By Tom Still
MADISON, Wis. – In an age of deep partisan divides, it was perhaps surprising that Congress passed the “CHIPS and Science Act” by wide margins – roughly two-to-one in the Senate and by more than 50 votes in the House of Representatives.
It is less surprising, however, given the even deeper bipartisan concern over economic and strategic competition from China.
The bill President Biden is expected to sign into law authorizes investing up to $280 billion over five years – assuming Congress follows up with annual appropriations bills, which is the normal two-part process. Even if there are changes around the edges, the core direction is set: The federal government will invest a ton of money into reviving the semiconductor chip industry in the United States.
The bill contains about $54 billion in subsidies and tax credits for any global chipmaker that expands or sets up new operations in the United States, so long as they refrain from advanced tech investments in “countries of concern” such as China for at least a decade.

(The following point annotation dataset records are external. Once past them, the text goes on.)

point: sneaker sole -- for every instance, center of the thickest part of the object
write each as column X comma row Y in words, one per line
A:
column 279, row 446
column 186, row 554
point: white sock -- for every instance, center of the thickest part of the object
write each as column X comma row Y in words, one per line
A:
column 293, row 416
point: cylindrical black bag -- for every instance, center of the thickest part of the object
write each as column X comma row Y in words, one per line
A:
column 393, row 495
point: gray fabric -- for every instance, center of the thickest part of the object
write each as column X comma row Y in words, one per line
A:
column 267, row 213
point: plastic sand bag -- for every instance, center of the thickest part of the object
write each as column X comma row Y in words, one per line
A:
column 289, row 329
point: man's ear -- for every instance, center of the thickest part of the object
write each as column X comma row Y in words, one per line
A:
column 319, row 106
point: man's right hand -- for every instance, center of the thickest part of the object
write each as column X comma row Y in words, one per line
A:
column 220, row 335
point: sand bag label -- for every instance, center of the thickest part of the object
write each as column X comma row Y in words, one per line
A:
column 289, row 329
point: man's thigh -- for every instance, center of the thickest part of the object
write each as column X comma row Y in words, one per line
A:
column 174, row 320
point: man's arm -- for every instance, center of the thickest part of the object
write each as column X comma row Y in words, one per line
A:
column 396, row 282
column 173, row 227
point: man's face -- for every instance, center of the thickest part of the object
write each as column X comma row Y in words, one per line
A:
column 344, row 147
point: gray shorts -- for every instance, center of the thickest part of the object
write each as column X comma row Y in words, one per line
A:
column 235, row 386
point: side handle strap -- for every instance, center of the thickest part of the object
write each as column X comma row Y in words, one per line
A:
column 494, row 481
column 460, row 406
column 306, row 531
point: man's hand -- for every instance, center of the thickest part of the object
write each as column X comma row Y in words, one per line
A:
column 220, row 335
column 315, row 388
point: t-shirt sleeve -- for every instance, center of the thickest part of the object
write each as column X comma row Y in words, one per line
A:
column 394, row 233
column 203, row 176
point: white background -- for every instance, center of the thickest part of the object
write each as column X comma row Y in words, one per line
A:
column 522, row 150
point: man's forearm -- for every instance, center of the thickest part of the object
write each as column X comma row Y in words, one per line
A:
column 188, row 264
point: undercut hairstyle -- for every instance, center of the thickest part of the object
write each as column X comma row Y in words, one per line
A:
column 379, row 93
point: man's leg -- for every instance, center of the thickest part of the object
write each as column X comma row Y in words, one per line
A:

It is a move aimed at countering the long slide in American development and production of computer chips. The U.S. share of such chips, used in everything from cars to fighter planes to artificial intelligence, was 37% in 1990. It is about 12% today and could fall, given China’s ongoing investment, and barring a dramatic reversal.
Bringing computer chip production back onshore is big part of what the CHIPS and Science Act aims to accomplish. What has gotten less attention so far is the massive reinvestment in other science and technology research and development. The combination makes the full bill the most significant investment in U.S. industrial policy in decades.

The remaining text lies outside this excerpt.